A recent research by Onapsis reveals a 400% increase in ransomware incidents that involved compromising SAP systems, including a significant rise in malicious activities and ransomware threats targeting SAP applications. As sophisticated and well-established threat actors increasingly focus on SAP systems, protecting these applications has become a critical priority for organizations for preserving operational integrity and protecting sensitive data.

SAP has put measures in place to protect data and applications hosted in SAP environments and provides a range of security features, including user authentication and authorization, encryption, access, and monitoring controls like SAProuter. SAProuter acts as a proxy in a network connection between SAP systems or between SAP systems and external networks and acts as a network entry point for attackers. However, if compromised, SAProuter can allow unauthorized access to an organization's vital SAP system.

While vulnerability management and threat and security monitoring are the go-to strategies used by organizations, these often do not fully support SAP systems.

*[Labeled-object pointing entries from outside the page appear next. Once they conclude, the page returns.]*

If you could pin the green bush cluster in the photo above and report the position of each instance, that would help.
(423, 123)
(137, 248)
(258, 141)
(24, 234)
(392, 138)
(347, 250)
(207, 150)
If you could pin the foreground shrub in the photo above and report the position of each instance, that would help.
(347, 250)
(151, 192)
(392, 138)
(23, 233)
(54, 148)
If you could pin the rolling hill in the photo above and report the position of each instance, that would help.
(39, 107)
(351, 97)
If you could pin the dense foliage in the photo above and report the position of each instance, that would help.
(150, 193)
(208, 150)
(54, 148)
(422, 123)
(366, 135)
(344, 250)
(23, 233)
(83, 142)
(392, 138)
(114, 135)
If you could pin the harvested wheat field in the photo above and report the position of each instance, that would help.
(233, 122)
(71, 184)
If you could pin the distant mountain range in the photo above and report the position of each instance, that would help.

This results in teams lacking the visibility and context needed to effectively detect and address vulnerabilities, and to monitor for any suspicious activities within the external-facing application.

Onapsis provides automation capabilities and in-depth threat intelligence from its Onapsis Research Labs to simplify securing complex SAP landscapes. Onapsis Assess supports SAProuter, enabling customers to extend their vulnerability management to SAProuter. With automated, targeted scans and risk-driven analysis, users can better prioritize and expedite their response to potential threats. This removes the need for manual reviews of SAProuter SecurityNotes and releases, automatically detecting insecure configurations that could permit unauthorized access to SAP systems.

Additionally, Onapsis has updated Onapsis Defend to support SAProuter. This capability allows customers to continuously monitor SAProuter for insider threats and potential indicators of compromise. Users can swiftly detect unauthorized access through targeted alerts for specific user logins, external network logins, and unusual or failed login attempts, and can identify unapproved or unexpected changes to the access control list (ACL) that could permit unauthorized access to their SAP systems. Onapsis Defend leverages advanced threat detection rules to automatically monitor over 2,000 threat indicators, including zero-day threats, across various SAP assets such as ABAP, JAVA, HANA, and SAProuter. Powered by real-time threat intelligence, anomaly scores, and user behavior analysis, it prevents threats from reaching the critical SAP application layer and enhances existing network security by integrating vendor-agnostic, open-source rules for detecting network-based SAP attacks, based on the threat intelligence provided by Onapsis Research Labs.

The Onapsis Platform operates independently of SAP systems and ensures that the security and performance of SAP landscapes remain uncompromised and unaffected. It provides visibility into essential SAP systems, enabling teams to understand, manage, and resolve security, compliance, and availability issues by using advanced analytics, reporting, and automation tools.